(originally published in Avenue magazine, July 2005)
By Ron Odom
Walking into the trifurcated Rebel Books you are confronted by primary colors, red in one room, blue in the adjacent one, and a magazine rack filled with titles like Juxtapoz, hip Mama, High Times, Swindle, and punk planet. A third room features art by New York artist Christina Prudenti.
The B-52s and The Clash plays throughout the store and it’s safe to say you’re likely to hear all types of music at owner-operator Shawna Kenny’s new establishment where counterculture and eclecticism is the name of the game.
You’ll find titles of books like Can’t Stop, Won’t Stop: A History of the Hip – Hop Generation by Jeff Chang, The New American Splendor Anthology by Harvey Pekar, Legends of Punk by Rikki Ercoli, Half Asleep in Frog Pajamas by Tom Robbins, and Gangsta Rap Coloring Book by Aye Jay on shelves. Also featured are anthologies of poetry by Jack Kerouac, Alan Ginsberg, and bell hooks, as well as books on the art of Frida Kahlo. This sampling by no means represents the entirety of what is available at the store, and many book needs can be satisfied by placing an order there.
The store will also be hosting book signings and musical performances. Recent appearances include George Hurchalla reading from his book Going Underground: American Punk 1979-1992. Kenney said she knew the author years ago from her days as a concert promoter.
“He called me up and talked about coming by, thinking I lived in Los Angeles,” she says. “I told him I was in Wilmington, North Carolina now.” Musical performances by Marstellar and Robert Lurie accompanied that night’s festivities.
“We sold a lot that night,” Kenney said. “I had to reorder some items.”
This confluence of music, art, and literature is reflective of the store itself and the owner plans to host similar events at the store in the future.

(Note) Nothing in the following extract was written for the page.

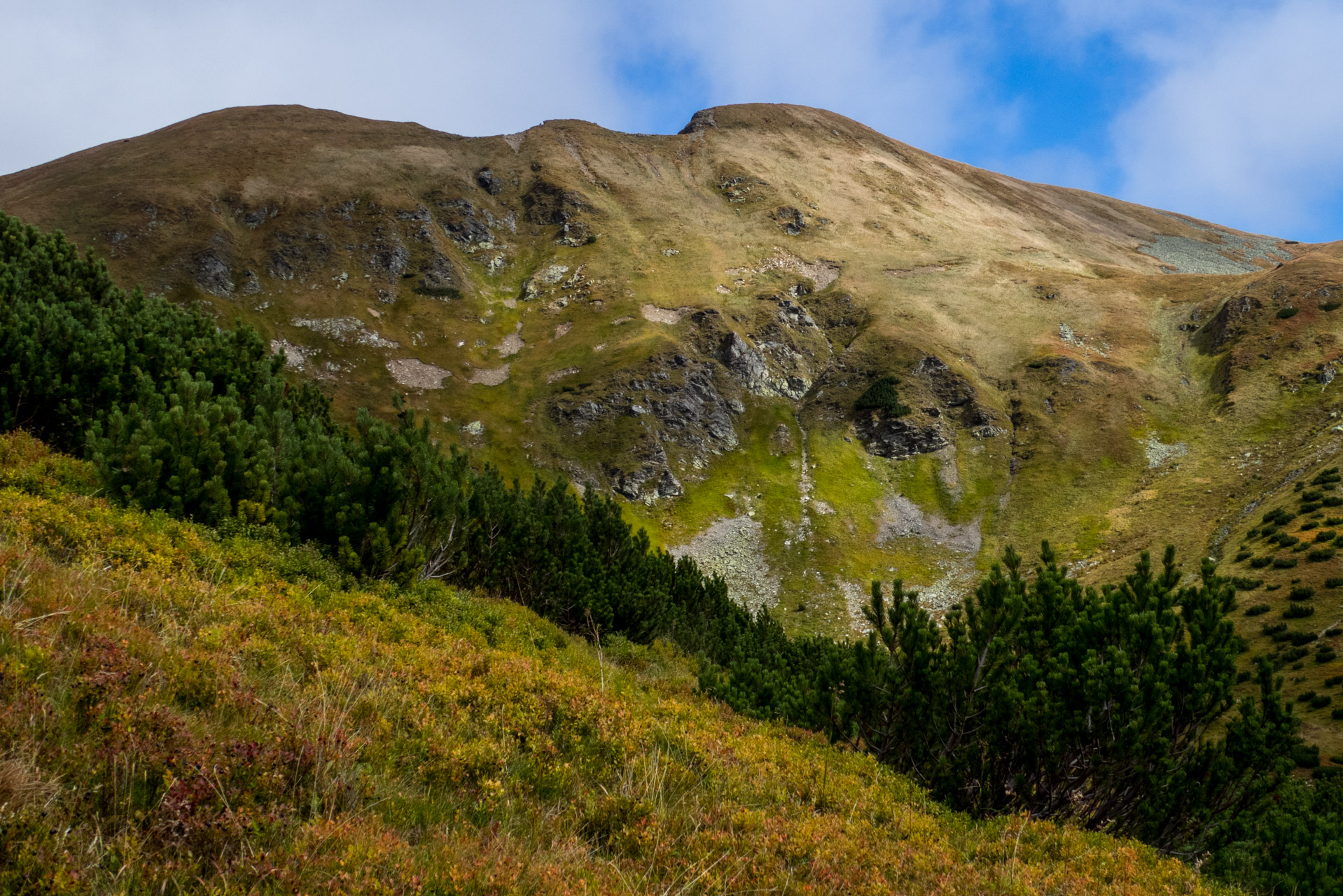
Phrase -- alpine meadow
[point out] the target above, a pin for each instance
(770, 507)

Originally from Washington D.C., Kenney lived in Los Angles for nine years and resided in Wilmington since last August. Aside from business owner she is also a graduate student in the Creative Writing Department at UNCW. Involved in writing, concert promotion, and publishing since the late 1980s, she has participated in many literacy and literary events at colleges and cities around the country. Kenney is also co-editor of Herbivore magazine, also sold at the store, which, along with the animal friendly bags and beauty products offered, reflects Mrs. Kenney’s vegan values.
Rebel Books has been open for a few weeks. Her motivation for opening the store, she says, was the absence of a place like it in Wilmington when she moved here. Her models for the store are other alternative book stores around the country like Quimby’s in Chicago, Atomic Books in Baltimore and Olsson’s in D.C. She acquires books through most of the same distributors that major book chains use, the difference being what she stocks and the customers ask for. Kenney assured that in the future more inventory decisions will be shaped by customer desires. A growing desire for alternative children’s books was cited as an example of something the surrounding community has been asking for more of that she intends to start carrying.
“Business has been good,” Kenney says. “I can’t complain.”
Let’s all hope that that continues to be the case, because creativity, alternatives, and choice are things no one should have to complain about.